Failure: Establishing Flow

Like my past posts in this series, we’re going to talk about failures and I’ve had this problem at a number of places that I’ve been employed or contracted. I just can’t maintain flow. Developers all know what flow is, whether this is what you call it or not. You know that feeling when you’re “in the zone” or “on fire”. That’s flow. It’s a period of focused hyper-productivity. We enjoy it. I long to experience the adrenaline like rush that it provides to me. The things is, achieving flow is the exception, not the rule, for our daily lives. Here are some examples from my experiences.

At one place I worked I shared an office with another programmer. It was located part way down a quiet dead end hallway. Just a little farther down that hallway was an office belonging to a manager in the company. She had a fairly regular stream of people coming and going through the day. The office that I was in was a little bit weird in it’s layout. While there was a hallway right outside of it, the office also had doors connecting it to those on either side of it. For some reason my co-workers got in the habit of not using the hallway to walk to this manager’s office. Instead they would travel through my office and use the joining door. When the manager was busy people would linger in my office waiting for her to free up. Essentially my office became a waiting room for this manager’s visitors. As you can imagine it was quite disruptive. No amount of loud music in headphones could completely block the distractions of movement that occurred in my peripheral vision all day long.

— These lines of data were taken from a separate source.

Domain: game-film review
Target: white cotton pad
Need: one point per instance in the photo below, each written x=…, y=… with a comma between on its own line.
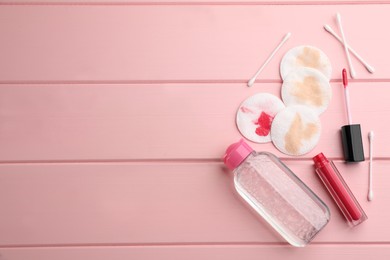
x=255, y=116
x=296, y=130
x=309, y=87
x=305, y=56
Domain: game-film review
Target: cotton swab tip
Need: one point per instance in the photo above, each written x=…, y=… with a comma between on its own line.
x=371, y=135
x=328, y=28
x=370, y=68
x=251, y=82
x=338, y=17
x=370, y=195
x=353, y=73
x=345, y=78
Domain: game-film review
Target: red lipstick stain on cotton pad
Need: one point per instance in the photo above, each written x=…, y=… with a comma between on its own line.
x=245, y=110
x=264, y=122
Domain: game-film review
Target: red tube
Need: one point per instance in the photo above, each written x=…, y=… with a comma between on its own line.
x=339, y=190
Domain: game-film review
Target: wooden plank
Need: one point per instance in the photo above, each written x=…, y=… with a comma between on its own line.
x=192, y=43
x=171, y=121
x=192, y=2
x=162, y=203
x=231, y=252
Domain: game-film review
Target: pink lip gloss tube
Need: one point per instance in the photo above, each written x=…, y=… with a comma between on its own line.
x=339, y=190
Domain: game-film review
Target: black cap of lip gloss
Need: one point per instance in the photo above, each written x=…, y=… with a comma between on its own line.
x=352, y=143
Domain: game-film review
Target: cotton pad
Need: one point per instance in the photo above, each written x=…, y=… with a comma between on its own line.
x=309, y=87
x=305, y=56
x=296, y=130
x=255, y=116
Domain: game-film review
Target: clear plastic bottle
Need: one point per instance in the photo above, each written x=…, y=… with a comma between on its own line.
x=276, y=194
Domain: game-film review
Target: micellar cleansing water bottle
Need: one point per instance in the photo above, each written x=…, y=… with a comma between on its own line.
x=277, y=194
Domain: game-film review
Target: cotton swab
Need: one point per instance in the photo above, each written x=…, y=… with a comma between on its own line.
x=370, y=190
x=346, y=95
x=352, y=70
x=253, y=79
x=365, y=64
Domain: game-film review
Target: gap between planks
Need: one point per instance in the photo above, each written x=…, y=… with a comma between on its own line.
x=156, y=82
x=129, y=3
x=208, y=244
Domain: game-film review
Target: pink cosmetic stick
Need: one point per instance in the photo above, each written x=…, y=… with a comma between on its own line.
x=339, y=190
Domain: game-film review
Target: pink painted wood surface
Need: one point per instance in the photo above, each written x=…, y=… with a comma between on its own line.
x=159, y=203
x=113, y=118
x=206, y=252
x=170, y=121
x=178, y=43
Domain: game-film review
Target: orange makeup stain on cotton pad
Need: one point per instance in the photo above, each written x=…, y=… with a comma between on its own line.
x=305, y=56
x=308, y=91
x=308, y=87
x=309, y=58
x=297, y=133
x=296, y=130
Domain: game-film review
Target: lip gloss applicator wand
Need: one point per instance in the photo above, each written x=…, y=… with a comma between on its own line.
x=351, y=134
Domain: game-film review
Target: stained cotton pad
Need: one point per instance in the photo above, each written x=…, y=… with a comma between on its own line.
x=309, y=87
x=305, y=56
x=296, y=130
x=255, y=116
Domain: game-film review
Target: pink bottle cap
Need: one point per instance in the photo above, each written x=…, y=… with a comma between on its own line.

In another working situation, I was managing a fairly large development team. As a result, I was required to be constantly moving about helping to solve problems, clear roadblocks and to communicate (read: meetings) with management above me. All of those tasks were part of the job. Over time my managers began to request my attention on shorter and shorter notice. This resulted in my day constantly being broken up by spur-of-the-moment meeting requests and drop in discussions. Regularly these would interrupt work that I had to get done. Instead of being able to focus on that work for any appreciable amount of time, I found my self constantly having to re-integrate the work task into the front of my conscious mind. As most of us know, this kind of context switching takes an enormous amount of effort and an appreciable amount of time. Tasks that would normally have required 30 contiguous minutes of effort were now taking two hours (when the smaller pieces were added together).

In both of those cases I was far less productive than I could have been. I responded differently in both situations as well. In the highly trafficked office I expended an enormous amount of effort trying to block out the distractions. When that wasn’t providing any results I attempted to break my co-worker’s habits by locking the connecting doors between the offices. The, of course, revolted against my attempts to change their habits and freedom of movement was quickly restored for them. In the end the only times I was able to regularly achieve a state of flow in that job was when I was working in the office after 7pm.

When I was fighting with the cost of context switching in the second example, I did for a short time attempt to counter act the problem by block booking “meetings” in my calendar. For a short while people respected those meeting blocks which gave me the desired results. Again the old habits and practices came back once people clued into what I was doing. Once that happened seeing a “meeting” entry in my calendar simply invoked the person to walk by my cubicle to see if I was there or not. If I was….well…you get the picture. Like the other example, the only times that I could make any progress were in non-traditional working hours. For the duration of that work engagement I never once successfully achieved flow.

So how is this a failure (since this is a series on failures)? I failed to be able to produce at the levels that my employers should have received from me. Yes, a significant portion of the blame can rest with my co-workers and bosses for not allowing or providing an environment where flow was possible. On the flip side, as a professional I should have requested that I be allowed to create those conditions. I’m not saying that I should have marched into management’s office and stated “I want to be left alone to work”. That just won’t fly. Any development role requires interaction with others. You can’t just squirrel away and expect to have full day after full day of flow capable time. It’s unrealistic. There are a couple of things I should have done though.

First I should have requested to have an office that minimized any unnecessary distractions. I should have made it clear that having my office be a hallway and/or waiting room was unacceptable considering the alternative (the hallway) that was available.

I should have made it clear to people that I had ‘office hours’ where I would be available and ‘productive hours’ where I would not. As long as the ratio of the two is well balanced (this will vary depending on your role and the requirements that the job places on you), I don’t see this as being a difficult request to fulfill.

Finally, I should have made it clear to all of my bosses that the environment was not allowing me to achieve what I was being asked to do. I should have explained to them, and quantified if requested, how much it was costing them by keeping me from achieving flow.

In any event both of those experiences are from a number of years ago. It wasn’t until last spring that I was lucky enough to hear Neal Ford mention the book Flow by Mihaly Csikszentmihalyi in one of his talks. I spent a week reading and really absorbing the information in the book and now understand that the state of flow doesn’t just happen. You can construct it and make it repeatable. Not allowing myself to do that at future jobs will be a failure completely born by me now.